In the face of a mounting debt crisis, Vanke, a state-backed real estate giant in China, appears poised to adopt tried-and-true strategies that have been utilized by other financially struggling developers in the region. Analysts suggest that the company is likely to request several short-term extensions for its bond repayments before moving towards a more comprehensive debt restructuring plan.
Recently, Vanke surprised investors by seeking an extension on a public bond worth 2 billion yuan (approximately $284 million) that was due on December 15. This request came despite the company receiving a substantial loan of 22 billion yuan from its major shareholder, Shenzhen Metro—a government-owned entity—earlier this year.
However, Vanke’s initial attempt to extend these repayments faced significant pushback, as bondholders overwhelmingly rejected the proposal. Nonetheless, the developer managed to avert a default by securing approval for a limited grace period extension, allowing an additional 30 trading days instead of just five. This proposal required at least 90% approval to succeed; it narrowly achieved 90.7%, while a separate offer that included terms for overdue interest payments was declined by 78.3% of voters.
This rejection indicates that bondholders were dissatisfied with the lack of immediate cash payments and principal amortization, reflecting concerns that have arisen from past experiences where developers frequently postponed repayment deadlines without offering substantial alternatives.
Analysts predict a similar outcome for Vanke's upcoming 3.7 billion yuan onshore note, which is also due for payment on December 28. The company has requested to delay both principal and interest payments by another year, with voting on this matter set to conclude shortly. As Zerlina Zeng, head of Asia credit strategy at CreditSights, pointed out, the ultimate decision rests with Vanke, making the execution of its proposals highly uncertain. She noted, "We believe Vanke might seek multiple grace period extensions until it embarks on a more holistic debt restructuring approach."
A Shanghai-based investor, who recently divested from Vanke's yuan bonds, expressed skepticism about the firm's long-term viability, stating, "Credit enhancements won't help; just look at other developers like Sunac," underscoring fears that Vanke could default eventually.
In a recent case involving Sunac, another major player in the property sector, the company had proposed a significant debt-to-equity swap and deep cuts to its onshore debt after numerous failed attempts to extend bond maturities.
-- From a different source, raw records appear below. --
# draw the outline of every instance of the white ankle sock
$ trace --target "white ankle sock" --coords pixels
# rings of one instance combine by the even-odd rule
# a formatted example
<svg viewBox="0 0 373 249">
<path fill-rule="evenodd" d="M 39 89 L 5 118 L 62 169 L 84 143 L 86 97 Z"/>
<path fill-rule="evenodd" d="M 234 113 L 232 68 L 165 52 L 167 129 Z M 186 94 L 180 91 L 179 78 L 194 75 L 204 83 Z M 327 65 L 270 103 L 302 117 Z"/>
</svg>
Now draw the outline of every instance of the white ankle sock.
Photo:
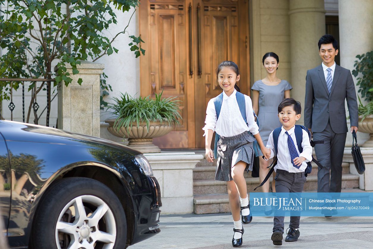
<svg viewBox="0 0 373 249">
<path fill-rule="evenodd" d="M 234 228 L 235 229 L 242 229 L 242 222 L 241 222 L 241 220 L 240 220 L 237 221 L 233 221 L 233 224 L 234 224 Z M 233 237 L 235 239 L 240 239 L 242 237 L 242 234 L 241 233 L 239 233 L 238 232 L 235 232 L 234 234 L 233 235 Z"/>
<path fill-rule="evenodd" d="M 245 207 L 248 205 L 249 198 L 247 196 L 247 195 L 246 195 L 246 197 L 243 199 L 240 197 L 239 202 L 241 203 L 241 207 Z M 248 208 L 243 209 L 241 212 L 242 212 L 242 215 L 243 215 L 246 216 L 250 214 L 250 209 Z"/>
</svg>

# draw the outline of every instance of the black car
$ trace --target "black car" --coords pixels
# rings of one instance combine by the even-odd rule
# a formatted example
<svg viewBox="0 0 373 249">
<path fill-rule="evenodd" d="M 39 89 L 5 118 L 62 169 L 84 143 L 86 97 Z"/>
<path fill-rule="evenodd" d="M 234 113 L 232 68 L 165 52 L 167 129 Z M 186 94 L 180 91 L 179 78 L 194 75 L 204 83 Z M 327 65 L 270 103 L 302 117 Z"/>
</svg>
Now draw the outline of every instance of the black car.
<svg viewBox="0 0 373 249">
<path fill-rule="evenodd" d="M 140 152 L 0 121 L 0 210 L 11 248 L 124 248 L 160 231 L 161 206 Z"/>
</svg>

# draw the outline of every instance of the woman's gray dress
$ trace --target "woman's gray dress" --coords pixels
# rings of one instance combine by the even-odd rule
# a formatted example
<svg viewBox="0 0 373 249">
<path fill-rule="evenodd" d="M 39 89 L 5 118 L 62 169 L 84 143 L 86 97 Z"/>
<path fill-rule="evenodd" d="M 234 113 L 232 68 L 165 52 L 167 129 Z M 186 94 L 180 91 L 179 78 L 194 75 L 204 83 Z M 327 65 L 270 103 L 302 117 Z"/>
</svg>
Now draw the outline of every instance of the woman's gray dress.
<svg viewBox="0 0 373 249">
<path fill-rule="evenodd" d="M 259 132 L 264 145 L 267 145 L 272 131 L 281 126 L 277 109 L 284 99 L 284 92 L 292 88 L 289 82 L 284 80 L 276 85 L 268 85 L 261 80 L 258 80 L 251 87 L 252 90 L 259 91 Z"/>
</svg>

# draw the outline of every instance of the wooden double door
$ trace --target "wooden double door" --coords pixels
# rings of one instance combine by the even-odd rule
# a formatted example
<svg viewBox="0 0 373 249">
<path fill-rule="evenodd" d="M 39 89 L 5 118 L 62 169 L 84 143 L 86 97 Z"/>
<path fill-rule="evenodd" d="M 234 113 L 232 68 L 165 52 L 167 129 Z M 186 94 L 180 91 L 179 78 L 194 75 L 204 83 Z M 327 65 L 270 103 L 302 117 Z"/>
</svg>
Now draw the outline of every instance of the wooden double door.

This deal, aimed at reducing its debt load by over half, was implemented successfully this year.
Vanke faces a liquidity crisis that has persisted since 2021, leading many heavily indebted Chinese developers to begin restructuring their offshore bonds in 2022. However, when it comes to politically sensitive onshore bonds, companies like Vanke have opted for repeated maturity extensions, hoping for a recovery in cash flow that has yet to materialize.
The implications of a potential default by Vanke, which was once China’s largest developer by sales, could significantly impact buyer confidence in key urban markets where the company operates and where property prices have been stabilizing.
Currently, Vanke is viewed as a crucial test case for assessing how much support local governments are willing to provide to distressed companies facing defaults. A default and subsequent restructuring could have ripple effects on local state-owned enterprises, many of which are already under financial pressure, particularly local government financing vehicles (LGFVs). Market observers are concerned that if policymakers adopt a more lenient stance on non-payment rates, it could destabilize the financial landscape further.
Shenzhen Metro has expressed conditional support this year, agreeing to offer loans as long as Vanke provides sufficient collateral. However, this assistance has proven inadequate to cover Vanke's staggering debt of 364.3 billion yuan. Sources indicate that China International Capital Corporation (CICC) has been engaged to evaluate Vanke's debt situation, with restructuring among the options considered in an internal report to the central government.
Steven Leung, director at UOB Kay Hian, remarked, "With indications of diminishing support from Shenzhen Metro, Vanke cannot solely rely on government intervention anymore; it must explore alternative solutions to address its financial predicament." He suggested that a restructuring involving debt haircuts would be an advantageous strategy to alleviate repayment pressures.